Samuel W. Pratt, G-4
Members of the 4th generation at Niu Pia Land Co. Ltd.: From left, Bill Pratt, VP and director of sales and leasing; Samuel Pratt, president; and Melinda Walker, secretary and director of property management.
Photo: David Croxford
Samuel W. Pratt is president of Niu Pia Land Co. Ltd., a family-owned business that owns and manages commercial real estate investments in Hawaii. Pratt’s great-grandfather, Edward H. W. Broadbent, a blacksmith by trade, hopped a steamer from New Zealand headed for the U.S. mainland in 1891, disembarked in Honolulu and settled on Kauai. Some 20 years later, he began purchasing land there – eventually acquiring 180 acres of pasture and coastal properties used for ranching (cattle and pigs) and farming niu (coconuts) and pia (cassava) until about 1960.
Broadbent’s children (G-2) took over management of the properties and incorporated Niu Pia Farms Ltd. in 1963 and, during the 1970s, Broadbent’s grandchildren (G3) began to serve in leadership positions.

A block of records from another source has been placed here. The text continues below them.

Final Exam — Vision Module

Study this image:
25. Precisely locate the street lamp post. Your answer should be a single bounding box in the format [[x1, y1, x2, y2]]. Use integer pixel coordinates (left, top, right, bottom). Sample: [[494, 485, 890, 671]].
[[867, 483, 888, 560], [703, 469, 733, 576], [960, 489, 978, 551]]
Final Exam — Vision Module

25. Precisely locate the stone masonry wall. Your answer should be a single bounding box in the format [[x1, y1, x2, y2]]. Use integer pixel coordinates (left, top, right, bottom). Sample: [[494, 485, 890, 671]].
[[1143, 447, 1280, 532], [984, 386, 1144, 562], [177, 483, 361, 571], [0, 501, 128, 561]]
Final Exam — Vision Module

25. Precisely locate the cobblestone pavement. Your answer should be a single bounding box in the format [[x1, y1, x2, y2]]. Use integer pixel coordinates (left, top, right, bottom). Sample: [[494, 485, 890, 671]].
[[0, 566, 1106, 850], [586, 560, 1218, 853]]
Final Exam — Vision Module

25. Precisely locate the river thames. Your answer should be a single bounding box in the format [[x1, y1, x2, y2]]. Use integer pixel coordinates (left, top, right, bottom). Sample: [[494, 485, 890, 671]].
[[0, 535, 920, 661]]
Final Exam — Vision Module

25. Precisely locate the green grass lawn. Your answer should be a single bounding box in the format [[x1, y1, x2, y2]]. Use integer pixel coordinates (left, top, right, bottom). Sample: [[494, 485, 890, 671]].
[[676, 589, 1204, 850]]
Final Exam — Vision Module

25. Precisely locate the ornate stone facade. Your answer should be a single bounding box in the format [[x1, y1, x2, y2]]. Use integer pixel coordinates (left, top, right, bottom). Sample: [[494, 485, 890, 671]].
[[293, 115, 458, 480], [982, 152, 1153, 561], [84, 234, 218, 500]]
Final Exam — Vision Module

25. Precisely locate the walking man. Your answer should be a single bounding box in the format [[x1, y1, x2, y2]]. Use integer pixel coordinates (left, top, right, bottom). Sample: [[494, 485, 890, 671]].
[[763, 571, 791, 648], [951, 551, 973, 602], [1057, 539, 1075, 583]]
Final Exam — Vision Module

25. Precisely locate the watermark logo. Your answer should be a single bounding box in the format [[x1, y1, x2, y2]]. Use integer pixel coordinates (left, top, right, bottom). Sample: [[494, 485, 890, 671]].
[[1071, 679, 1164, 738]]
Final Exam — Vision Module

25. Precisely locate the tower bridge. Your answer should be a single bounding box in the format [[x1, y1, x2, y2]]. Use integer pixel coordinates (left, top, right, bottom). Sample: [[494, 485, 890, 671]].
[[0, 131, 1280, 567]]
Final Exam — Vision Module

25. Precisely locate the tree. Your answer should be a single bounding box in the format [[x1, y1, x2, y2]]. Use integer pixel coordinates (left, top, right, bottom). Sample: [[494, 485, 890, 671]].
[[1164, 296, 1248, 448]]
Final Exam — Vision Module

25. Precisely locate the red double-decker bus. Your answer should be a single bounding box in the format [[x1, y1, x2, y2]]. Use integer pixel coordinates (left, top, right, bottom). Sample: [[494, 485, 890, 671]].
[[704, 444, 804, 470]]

Pratt (G-4) says that in 2001, Niu Pia “was transformed from a passive land-leasing company on Kauai to an active landlord of commercial real estate with property across Hawaii” through 1031 tax-deferred exchanges. The company celebrated its 50th anniversary in 2013 and is striving to engage the G-5 generation in participating in the family company, he says, similarly to how his generation learned the business through “early involvement with the previous generation.”
Along the way, this family business suffered a rift. “One (of three) branches of the family exited the family business as owners since their needs were not consistent with the majority of shareholders,” Pratt says. “This included a lawsuit against the board by the largest shareholder, who eventually agreed to sell his shares back to the company.”